Design: A randomly selected 96-well plate or a culture dish of various types of human cancer cell lines in culture
were exposed to Johrei treatment. For comparison purpose, an equal number of untreated or volunteer-treated
cultures were chosen as the control group. Johrei treatment was repeatedly performed at appropriate time
intervals over the course of the experiments. Cell viability was examined by a colorimetric assay with a Cell
Counting kit. Morphological changes were analyzed by phase-contrast and time-lapse microscopy. Cell proliferation and early and late stages of cell death were also determined with the use of a bromodeoxyuridine
(BrdU) cell proliferation assay kit and an Annexin V-FLUOS Staining kit, respectively.

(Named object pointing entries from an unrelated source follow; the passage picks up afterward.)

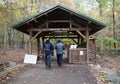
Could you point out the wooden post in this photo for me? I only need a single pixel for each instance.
(87, 32)
(30, 42)
(38, 48)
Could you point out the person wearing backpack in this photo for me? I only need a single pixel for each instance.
(60, 51)
(48, 49)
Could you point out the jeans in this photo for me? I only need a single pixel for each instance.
(59, 59)
(48, 61)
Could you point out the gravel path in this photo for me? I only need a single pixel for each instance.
(67, 74)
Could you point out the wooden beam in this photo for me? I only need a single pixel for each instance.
(87, 32)
(70, 23)
(57, 21)
(58, 29)
(81, 34)
(74, 40)
(35, 35)
(38, 48)
(30, 42)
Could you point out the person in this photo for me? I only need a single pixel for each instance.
(48, 48)
(59, 51)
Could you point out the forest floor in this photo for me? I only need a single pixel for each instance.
(107, 63)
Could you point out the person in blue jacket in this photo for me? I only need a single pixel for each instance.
(48, 49)
(59, 51)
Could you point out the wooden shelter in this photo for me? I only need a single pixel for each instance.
(60, 22)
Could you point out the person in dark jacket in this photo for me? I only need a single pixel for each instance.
(48, 48)
(59, 51)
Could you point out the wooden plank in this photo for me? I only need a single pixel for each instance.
(87, 32)
(81, 34)
(30, 42)
(38, 47)
(35, 35)
(58, 29)
(57, 21)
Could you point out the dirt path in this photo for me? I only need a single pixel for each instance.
(67, 74)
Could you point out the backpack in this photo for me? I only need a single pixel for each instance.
(47, 49)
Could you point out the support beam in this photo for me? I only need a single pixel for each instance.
(81, 34)
(87, 35)
(74, 40)
(35, 35)
(59, 21)
(30, 42)
(38, 48)
(58, 29)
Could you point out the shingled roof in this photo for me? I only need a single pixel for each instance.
(59, 12)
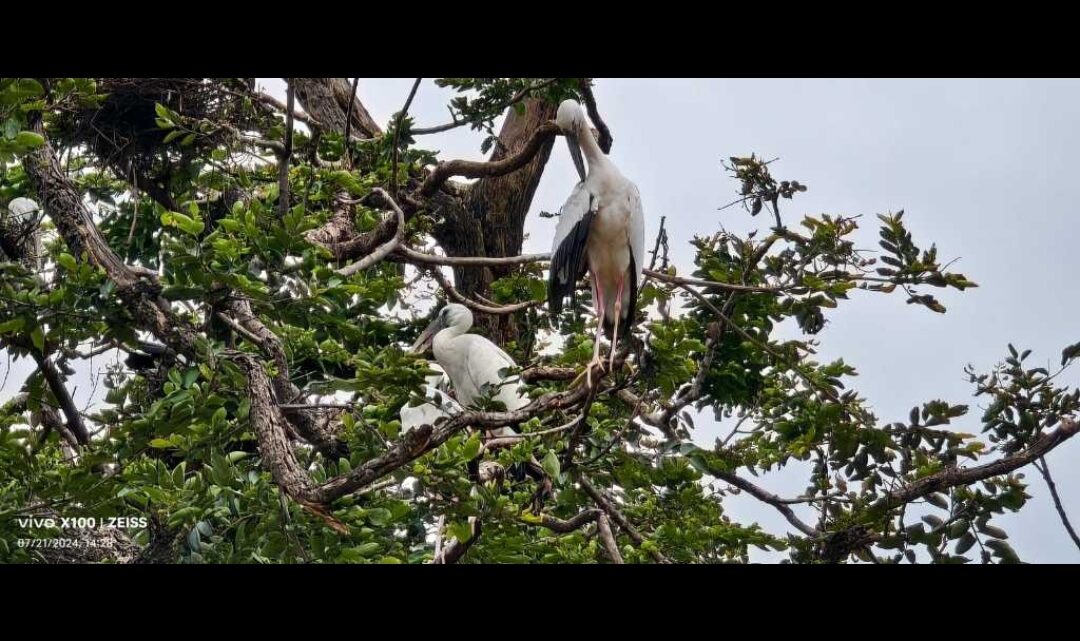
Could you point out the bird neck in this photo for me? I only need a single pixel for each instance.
(592, 150)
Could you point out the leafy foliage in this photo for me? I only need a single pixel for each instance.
(177, 442)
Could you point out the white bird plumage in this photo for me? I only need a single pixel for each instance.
(601, 227)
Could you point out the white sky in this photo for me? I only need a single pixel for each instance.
(983, 167)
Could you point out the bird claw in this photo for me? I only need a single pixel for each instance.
(588, 373)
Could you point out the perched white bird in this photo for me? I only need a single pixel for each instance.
(440, 404)
(474, 364)
(602, 228)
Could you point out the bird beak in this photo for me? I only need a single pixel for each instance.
(571, 140)
(427, 336)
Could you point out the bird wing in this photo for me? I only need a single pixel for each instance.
(568, 250)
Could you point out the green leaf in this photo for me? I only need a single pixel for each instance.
(38, 338)
(459, 530)
(551, 464)
(29, 139)
(367, 549)
(67, 261)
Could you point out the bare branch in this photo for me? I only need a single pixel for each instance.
(952, 477)
(456, 296)
(617, 516)
(286, 152)
(714, 284)
(446, 169)
(576, 522)
(268, 99)
(385, 249)
(766, 496)
(605, 134)
(75, 422)
(397, 128)
(424, 258)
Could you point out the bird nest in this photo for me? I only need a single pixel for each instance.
(123, 131)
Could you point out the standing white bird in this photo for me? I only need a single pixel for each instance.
(602, 228)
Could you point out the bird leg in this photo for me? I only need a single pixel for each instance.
(598, 303)
(618, 314)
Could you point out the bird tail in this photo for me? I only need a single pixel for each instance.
(568, 263)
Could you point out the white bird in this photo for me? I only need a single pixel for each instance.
(602, 228)
(22, 208)
(474, 364)
(440, 404)
(476, 367)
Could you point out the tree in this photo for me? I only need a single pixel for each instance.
(259, 266)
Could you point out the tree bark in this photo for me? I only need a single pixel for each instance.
(490, 221)
(326, 99)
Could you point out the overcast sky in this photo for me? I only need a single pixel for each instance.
(983, 167)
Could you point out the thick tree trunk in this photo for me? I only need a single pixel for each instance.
(326, 99)
(491, 219)
(488, 218)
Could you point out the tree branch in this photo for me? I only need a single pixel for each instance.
(456, 296)
(385, 249)
(286, 153)
(952, 477)
(75, 422)
(446, 169)
(608, 540)
(424, 258)
(617, 516)
(594, 114)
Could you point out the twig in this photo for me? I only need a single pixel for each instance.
(1044, 471)
(75, 422)
(240, 329)
(617, 516)
(286, 152)
(459, 122)
(714, 284)
(766, 496)
(594, 114)
(608, 539)
(348, 117)
(397, 128)
(383, 249)
(445, 169)
(424, 258)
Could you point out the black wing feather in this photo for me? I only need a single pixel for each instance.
(568, 263)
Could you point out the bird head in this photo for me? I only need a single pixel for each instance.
(451, 315)
(571, 121)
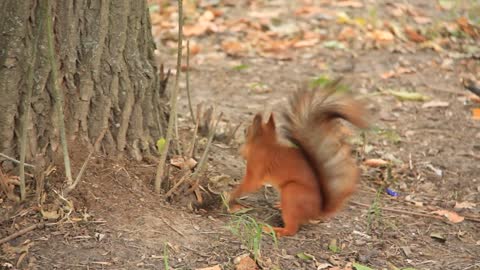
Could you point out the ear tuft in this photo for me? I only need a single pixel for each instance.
(271, 122)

Outcome measures: Quantitative data were presented as means standard deviation. The outcome measures
were the differences in viable cell numbers that remained under healing practice versus control conditions, and
the statistical significance of differences in their mean values was assessed.
Results: The viability loss of cultured human cancer cells in the Johrei group was significantly higher than that of
either of the control groups, despite the fact that the responsiveness to Johrei varied with different cancer cell
types. The proliferation rate of gastric cancer cells exposed to Johrei treatments for 72 hours was more significantly decreased compared with that of the untreated cells, whereas the extent of dying and/or dead cells in the
Johrei group was more profound than that of the untreated cells.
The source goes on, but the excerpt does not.